In a budget update email sent by UW-Milwaukee Chancellor Mark Mone, the chancellor expressed clear reservations about the changes to the UW-System within Gov. Walker’s budget proposal.
“If the budget reductions are approved, it will impact our ability to serve students and support the important research that benefits communities and businesses throughout the region,” said Mone.
Over 80 percent of UWM alumni work and live within the state, and the total annual economic impact of UW-Milwaukee is $1.5 billion dollars regionally which results in almost 15,000 jobs, according to Mone.
Mone said, “While the proposed budget cuts will be felt immediately the proposed benefits of flexibility and autonomy will likely take years to realize.”
Mone said that UWM’s share of the cuts is expected to be $40 million dollars over the next two years.
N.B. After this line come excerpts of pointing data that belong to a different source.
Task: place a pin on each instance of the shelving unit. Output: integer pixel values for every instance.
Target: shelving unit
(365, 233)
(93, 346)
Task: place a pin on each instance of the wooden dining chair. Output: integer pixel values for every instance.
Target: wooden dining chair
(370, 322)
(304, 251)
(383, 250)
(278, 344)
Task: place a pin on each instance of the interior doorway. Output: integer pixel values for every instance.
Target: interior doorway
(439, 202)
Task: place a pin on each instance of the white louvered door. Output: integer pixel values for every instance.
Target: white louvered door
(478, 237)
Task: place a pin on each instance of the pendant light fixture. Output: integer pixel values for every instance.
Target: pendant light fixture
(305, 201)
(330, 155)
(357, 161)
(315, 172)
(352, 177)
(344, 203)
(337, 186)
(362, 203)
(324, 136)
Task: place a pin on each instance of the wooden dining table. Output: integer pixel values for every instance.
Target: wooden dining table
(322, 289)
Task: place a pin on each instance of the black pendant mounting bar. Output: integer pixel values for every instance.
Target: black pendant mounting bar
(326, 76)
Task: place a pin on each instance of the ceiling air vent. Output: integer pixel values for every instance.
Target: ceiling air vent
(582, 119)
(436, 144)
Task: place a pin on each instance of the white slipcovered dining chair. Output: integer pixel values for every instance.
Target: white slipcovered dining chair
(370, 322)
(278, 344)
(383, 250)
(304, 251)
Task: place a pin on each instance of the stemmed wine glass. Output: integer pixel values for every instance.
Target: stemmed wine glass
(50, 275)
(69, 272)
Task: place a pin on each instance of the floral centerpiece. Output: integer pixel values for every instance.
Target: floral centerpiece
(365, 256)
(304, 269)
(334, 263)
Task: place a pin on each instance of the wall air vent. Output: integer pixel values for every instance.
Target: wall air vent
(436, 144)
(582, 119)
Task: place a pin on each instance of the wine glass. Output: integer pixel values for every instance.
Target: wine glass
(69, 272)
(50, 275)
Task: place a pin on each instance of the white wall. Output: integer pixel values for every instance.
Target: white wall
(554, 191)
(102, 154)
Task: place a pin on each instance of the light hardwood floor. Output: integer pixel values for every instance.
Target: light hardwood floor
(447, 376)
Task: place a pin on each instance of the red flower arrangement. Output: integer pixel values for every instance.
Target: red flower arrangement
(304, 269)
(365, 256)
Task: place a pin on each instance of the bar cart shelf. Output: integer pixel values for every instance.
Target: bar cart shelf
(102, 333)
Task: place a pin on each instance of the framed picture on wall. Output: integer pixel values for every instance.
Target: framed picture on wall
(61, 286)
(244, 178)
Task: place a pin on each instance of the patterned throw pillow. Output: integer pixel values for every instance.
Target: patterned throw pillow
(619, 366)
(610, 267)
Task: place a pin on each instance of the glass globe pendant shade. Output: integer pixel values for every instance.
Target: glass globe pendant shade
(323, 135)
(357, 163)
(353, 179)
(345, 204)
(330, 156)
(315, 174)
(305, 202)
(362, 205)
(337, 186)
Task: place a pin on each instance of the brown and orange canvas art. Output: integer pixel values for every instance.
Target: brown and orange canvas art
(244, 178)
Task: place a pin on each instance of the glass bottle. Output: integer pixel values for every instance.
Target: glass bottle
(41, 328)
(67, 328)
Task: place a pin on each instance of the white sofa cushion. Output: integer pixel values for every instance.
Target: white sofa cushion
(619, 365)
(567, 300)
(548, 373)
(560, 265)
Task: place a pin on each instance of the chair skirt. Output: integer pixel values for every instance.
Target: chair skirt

He referred to it as, “The biggest budget cut in our history.”
Chancellor Mone began an advocacy campaign February 4, aimed at engaging lawmakers in a discussion about the budget cuts and proposed changes to the UW-System. According to UW-Milwaukee vice chancellor of University Relations and Communications Tom Luljak, Mone has already met with six Wisconsin legislators.
In a press release from Republican Speaker of the State Assembly Robin Vos, he echoed calls from other Republican lawmakers to grant flexibility to the UW-system, while also displaying concerns about the size of the cut they currently face.
“I am still reviewing the governor’s budget proposal. As a former regent, I have concerns about a cut of this magnitude without granting flexibilities to the UW-System.” said Vos.
“This is a decision not to be taken lightly.” said Vos, “ Legislators need to determine the best way to give greater freedom to the UW-System knowing the state will continue to give the system hundreds of millions of dollars in taxpayer support.”
Representative Leon Young of Milwaukee said he was “Totally surprised and shocked” regarding his initial reaction to Governor Walker’s budget proposal.
Young expressed deep concerns about the impact a budget cut of this proportion may have on UW students and faculty. Specifically he cited concern over faculty layoffs and increased class sizes that may accompany a budget cut such as this. Young believes that limitations on university programs and the availability of positions within those programs may extend the amount of time it takes Wisconsin students to graduate.
Gov. Walker said in a press release, ““We encourage a vigorous debate over the idea of an authority to govern the University of Wisconsin system or the status quo, as well as a debate about what is the real amount of savings that can be generated by an authority, which we believe is worth $150 million a year.”
Rep. Young said, the governor’s office often makes statements encouraging discussion. However, proposals from Democratic lawmakers are rarely heeded in a final bill.